SunTrust Banks’ profits fell in the final quarter of 2016 and for the full year as higher costs and set-asides for loan losses outstripped higher revenue.
The Atlanta bank’s results were still better than analysts expected, beating the average estimate.
Last year “was the fifth consecutive year in which we grew earnings per share, improved efficiency, and increased capital return,” SunTrust CEO William Rogers said.
Rogers said he is confident SunTrust will “continue (its) positive financial performance trajectory” in 2017 because of the healthy economy and cost-cutting moves such as closing bank branches.

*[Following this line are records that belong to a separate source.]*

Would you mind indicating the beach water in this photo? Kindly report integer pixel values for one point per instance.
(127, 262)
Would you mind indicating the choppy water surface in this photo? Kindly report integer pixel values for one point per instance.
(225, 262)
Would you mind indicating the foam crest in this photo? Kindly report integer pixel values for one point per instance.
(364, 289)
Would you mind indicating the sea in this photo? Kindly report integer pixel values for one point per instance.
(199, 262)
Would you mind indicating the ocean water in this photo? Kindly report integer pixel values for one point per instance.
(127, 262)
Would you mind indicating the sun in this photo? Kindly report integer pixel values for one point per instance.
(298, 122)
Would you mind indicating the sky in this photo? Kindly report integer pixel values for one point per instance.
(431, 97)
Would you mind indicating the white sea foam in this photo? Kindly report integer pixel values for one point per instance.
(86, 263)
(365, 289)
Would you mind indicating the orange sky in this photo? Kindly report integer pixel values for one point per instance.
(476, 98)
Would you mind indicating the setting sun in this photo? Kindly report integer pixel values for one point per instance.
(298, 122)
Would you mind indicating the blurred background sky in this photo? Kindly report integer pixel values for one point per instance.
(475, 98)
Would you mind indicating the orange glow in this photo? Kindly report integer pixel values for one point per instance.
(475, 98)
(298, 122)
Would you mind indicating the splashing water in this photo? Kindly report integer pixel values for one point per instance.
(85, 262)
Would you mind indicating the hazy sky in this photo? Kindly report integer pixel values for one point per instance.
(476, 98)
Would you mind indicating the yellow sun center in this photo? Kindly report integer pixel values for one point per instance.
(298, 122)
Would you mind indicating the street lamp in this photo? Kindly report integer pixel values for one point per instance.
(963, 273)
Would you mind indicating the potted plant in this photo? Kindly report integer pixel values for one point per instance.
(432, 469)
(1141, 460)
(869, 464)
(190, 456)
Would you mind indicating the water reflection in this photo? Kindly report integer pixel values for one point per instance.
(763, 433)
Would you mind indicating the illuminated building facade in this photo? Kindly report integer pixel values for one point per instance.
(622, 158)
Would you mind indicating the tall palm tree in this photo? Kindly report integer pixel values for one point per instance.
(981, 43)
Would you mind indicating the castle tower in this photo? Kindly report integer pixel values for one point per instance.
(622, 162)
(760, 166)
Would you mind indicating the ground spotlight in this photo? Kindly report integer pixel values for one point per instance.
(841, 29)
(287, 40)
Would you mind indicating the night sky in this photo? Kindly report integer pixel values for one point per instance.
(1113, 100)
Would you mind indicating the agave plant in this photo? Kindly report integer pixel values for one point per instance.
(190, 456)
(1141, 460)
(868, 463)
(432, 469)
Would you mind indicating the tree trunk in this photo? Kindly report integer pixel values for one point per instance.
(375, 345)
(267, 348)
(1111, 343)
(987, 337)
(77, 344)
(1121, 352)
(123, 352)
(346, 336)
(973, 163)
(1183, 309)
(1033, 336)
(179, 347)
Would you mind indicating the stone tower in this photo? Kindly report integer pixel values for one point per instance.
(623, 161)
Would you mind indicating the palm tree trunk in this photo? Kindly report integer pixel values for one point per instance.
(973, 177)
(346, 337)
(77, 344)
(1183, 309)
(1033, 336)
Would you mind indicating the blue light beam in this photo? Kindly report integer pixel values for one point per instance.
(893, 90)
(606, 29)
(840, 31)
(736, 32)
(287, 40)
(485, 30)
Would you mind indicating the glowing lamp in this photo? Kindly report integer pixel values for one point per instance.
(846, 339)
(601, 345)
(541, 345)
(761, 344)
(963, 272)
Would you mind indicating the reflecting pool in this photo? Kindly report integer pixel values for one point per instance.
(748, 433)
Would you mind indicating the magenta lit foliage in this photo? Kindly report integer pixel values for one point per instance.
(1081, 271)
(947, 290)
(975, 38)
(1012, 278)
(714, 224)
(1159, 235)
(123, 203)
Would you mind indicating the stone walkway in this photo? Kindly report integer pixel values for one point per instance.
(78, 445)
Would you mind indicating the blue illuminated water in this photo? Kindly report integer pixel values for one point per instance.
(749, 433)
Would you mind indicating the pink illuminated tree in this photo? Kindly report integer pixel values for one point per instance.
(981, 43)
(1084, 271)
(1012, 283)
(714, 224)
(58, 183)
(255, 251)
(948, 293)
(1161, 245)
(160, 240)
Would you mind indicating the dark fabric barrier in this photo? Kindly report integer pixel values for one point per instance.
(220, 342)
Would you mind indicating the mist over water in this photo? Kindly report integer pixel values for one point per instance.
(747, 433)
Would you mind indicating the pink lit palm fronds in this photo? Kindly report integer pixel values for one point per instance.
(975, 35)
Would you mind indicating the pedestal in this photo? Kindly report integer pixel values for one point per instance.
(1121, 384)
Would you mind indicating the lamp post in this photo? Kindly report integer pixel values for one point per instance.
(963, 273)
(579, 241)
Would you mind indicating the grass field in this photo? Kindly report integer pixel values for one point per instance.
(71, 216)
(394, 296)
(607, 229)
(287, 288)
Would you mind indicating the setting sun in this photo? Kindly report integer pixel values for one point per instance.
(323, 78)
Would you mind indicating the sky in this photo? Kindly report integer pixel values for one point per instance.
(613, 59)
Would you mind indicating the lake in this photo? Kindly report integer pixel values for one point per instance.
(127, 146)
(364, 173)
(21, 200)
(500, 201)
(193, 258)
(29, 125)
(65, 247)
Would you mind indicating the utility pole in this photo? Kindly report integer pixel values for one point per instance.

SunTrust shares rose on Friday and, like those of other big banks, have surged since Donald Trump's election fed investor optimism.
Georgia’s largest bank did not have the kind of heady Wall Street trading profits that have helped some bigger banks in the wake of Trump’s election, however.
Earlier this week, Morgan Stanley said fourth-quarter profit surged 84 percent, to almost $1.7 billion, partly thanks to post-election trading. J.P. Morgan and Bank of America likewise benefited from a surge in trading activity after the election.
SunTrust, which has much smaller trading and investment banking operations arm, didn’t get a post-election boost in its bottom line.
SunTrust said fourth quarter profit fell 4 percent to $448 million. For the full year, profit fell 3 percent to under $1.9 billion. Quarterly profit amounted to 90 cents a share, vs. 88 cents projected by analysts.
SunTrust reported healthy revenue and loan growth, reflecting stronger economic growth in the region. But expenses also rose, and the bank set aside $101 million for potential loan losses, up from $51 million a year earlier.
SunTrust had 1,367 branches and 24,375 employees at the end of 2016, compared to 1,401 branches and 24,043 employees a year earlier.